Good to hear someone else that has done this in the past!

All lead acid batteries even SLA's have filler caps. Just many of them are hidden. On the SLA's I worked with I just pryed open the top plastic plate, and it revealed cells with rubber caps on each cell. And yea it won't generally revive batteries that have a dead or really weak cell. I did remember hearing that someone got another 5 years use out of a battery that was very week. So YYMV I guess.




bshanahan14rulz said:


> You might see if you can find a circuit diagram for a battery desulfator circuit, too.
> 
> cursory search brought up this: http://hackaday.com/2009/02/07/desulfator-in-an-altoids-tin/



Yep I've also read about the pulse chargers that you can make that can desulfate batteries. Some people do both -- use epxom salt and use a special charger. 

One video on youtube a guy made his own charger but it was charging a 12v battery to over 18-19v at times for a long period of time. Doesn't exactly seem safe to me... 




SemiMan said:


> Have heard of it as a old wives tale and remember reading someone doing a test and it making little to no difference. From what I understand chemically there is no viable reaction that would cause the removal of sulfation from the plates hence why you still had really high resistance and likely only a small amount of the original capacity.
> 
> I have yet to see a true lab test of a successful desulfation, though lots of adhoc about pulse desulfation.
> 
> Semiman



I'm no chemist and have not done any research as to why this actually causes desulfation, but I will mention that salt when added to water is an electrolyte and it makes the water more electrically conductive. Perhaps that's part of it?

It definitely works... You can see hundreds of youtube videos with people documenting their results and even doing cold cranking amp tests before and after. Do you really need a lab test to be a believer?

I also did this to a motorcycle battery which seems to be working a lot better. Before it would only take about a 1Ah charge, now takes about a 3Ah charge.

Also I was reading about people that converted their lead acid batteries to a lead Alum battery by using Alum powder. Quite interesting.


----------



## TinderBox (UK)

I have an old optimate III 12v charger i use it to charge sla battery`s it has an automatic de-sulphate mode, it supposedly puts 25v into the battery, though i have never seen the de-sulphate led come on.

John.


----------



## AnAppleSnail

jasonck08 said:


> It definitely works... You can see hundreds of youtube videos with people documenting their results and even doing cold cranking amp tests before and after. Do you really need a lab test to be a believer?
> 
> I also did this to a motorcycle battery which seems to be working a lot better. Before it would only take about a 1Ah charge, now takes about a 3Ah charge.



A lab test would explore exactly how much capacity is regained, for how long. Another might study the best 'recipe' for recovery. Getting a dead battery to work poorly is worth a little bit, but never knowing when it will die again means I would choose to replace it soon rather than play with acid and open cells.

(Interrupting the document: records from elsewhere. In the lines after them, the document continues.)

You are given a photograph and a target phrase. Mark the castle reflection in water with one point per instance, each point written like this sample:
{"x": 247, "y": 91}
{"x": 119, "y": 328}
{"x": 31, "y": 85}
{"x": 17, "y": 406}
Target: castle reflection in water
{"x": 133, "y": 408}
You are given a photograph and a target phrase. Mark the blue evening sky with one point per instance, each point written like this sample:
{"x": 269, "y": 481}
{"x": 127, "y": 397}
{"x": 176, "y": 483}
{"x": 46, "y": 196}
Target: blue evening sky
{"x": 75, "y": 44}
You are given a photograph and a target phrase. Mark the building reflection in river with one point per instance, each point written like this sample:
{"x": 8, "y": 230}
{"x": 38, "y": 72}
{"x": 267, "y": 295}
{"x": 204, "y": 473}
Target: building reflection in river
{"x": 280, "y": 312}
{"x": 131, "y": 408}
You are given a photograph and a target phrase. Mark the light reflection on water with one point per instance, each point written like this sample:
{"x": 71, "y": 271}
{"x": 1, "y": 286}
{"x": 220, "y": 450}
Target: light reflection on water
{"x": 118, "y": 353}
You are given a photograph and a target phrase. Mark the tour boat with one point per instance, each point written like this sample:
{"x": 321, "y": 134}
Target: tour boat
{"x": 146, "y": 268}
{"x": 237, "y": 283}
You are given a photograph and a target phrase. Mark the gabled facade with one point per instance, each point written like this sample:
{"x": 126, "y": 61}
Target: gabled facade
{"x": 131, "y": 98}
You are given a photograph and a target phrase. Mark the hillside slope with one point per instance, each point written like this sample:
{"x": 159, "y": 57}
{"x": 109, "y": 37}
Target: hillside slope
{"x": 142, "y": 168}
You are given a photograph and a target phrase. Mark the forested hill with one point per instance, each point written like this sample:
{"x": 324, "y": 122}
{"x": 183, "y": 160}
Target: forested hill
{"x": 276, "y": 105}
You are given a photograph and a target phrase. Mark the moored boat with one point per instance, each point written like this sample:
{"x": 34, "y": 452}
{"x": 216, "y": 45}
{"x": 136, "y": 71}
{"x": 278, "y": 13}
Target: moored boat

A battery can take any charge the charger delivers, and that depends on how the charger is built to detect end-of-charge. What is its measured capacity? That will be a damaging test to the cell, but it's for science. Putting 3 amp-hours in a good cell will give you about 2 amp-hours out, depending on what you mean by 'takes a 3 AH charge.'


----------



## VidPro

*""Before it would only take about a 1Ah charge, now takes about a 3Ah charge.""* there is one clue.

So try this for a Guess.

Because the resistance in the battery changed, so the voltage taper that the normal charger does current would go up, it would heat the battery more, and continue to hit the plates, doing basically the same thing the overcharging, pulse overcharging, or "desulfation" does within the parameters that the usual car charger work under. 

The usual car charger:
Using a ac-dc transformer, and specific peak voltages after bridge rectifying, the usual car charger lightens up on the charge as it reaches the end. The old battery with encrusted plates is high resistance. the addition of epsom salts shorts out the internals of the battery some, and decreases the resistance. the decreased resistance get the usual car charger to continue charging, just like overcharging and "desulphation" algorithms do.
The car alternator also relys on cramming a specific voltage potential in, and the battery voltage increasing, therby slowing down the rate of charge as the battery is more charged. so it acts pretty much the same way. 

IF that was what was occurring, a person risks increased wear and tear on the vehicles electrical system.
I have found more than once, that trying to use a battery that basically sucks (power) because it has bad cell and all, has cause me to have to replace more of the electrical charging system, like alternator, and charge regulator, on the older cars.

epsom salts is magnesium sulfate, basically metals that are water soluable, what is occuring is adding minerals to the electrolyte. generally this is concidered a bad thing like using tap water, instead of distilled. But whatever works, it could allow for overcharging via chargers that do not do that normally.

if a lab did an analisis they would probably discover nothing, because it probably keys on the specific way that a consumer car charger operates, and a lab would use a bench power supply instead, to have "control" of the current going on for testing.
Anyone who attempted to do a "de-sulphation" with high overcharge, or pulse overcharge probably would be doing the same thing, with slightly less damage, and achieve much the same results. 
Also if it was tested in the lab, the self-discharge of the battery might be measured. Depending on a battery that had been through this method, to hold capacity , and capacity over time might show that it can start a car, but not be reliable source of long term energy storage.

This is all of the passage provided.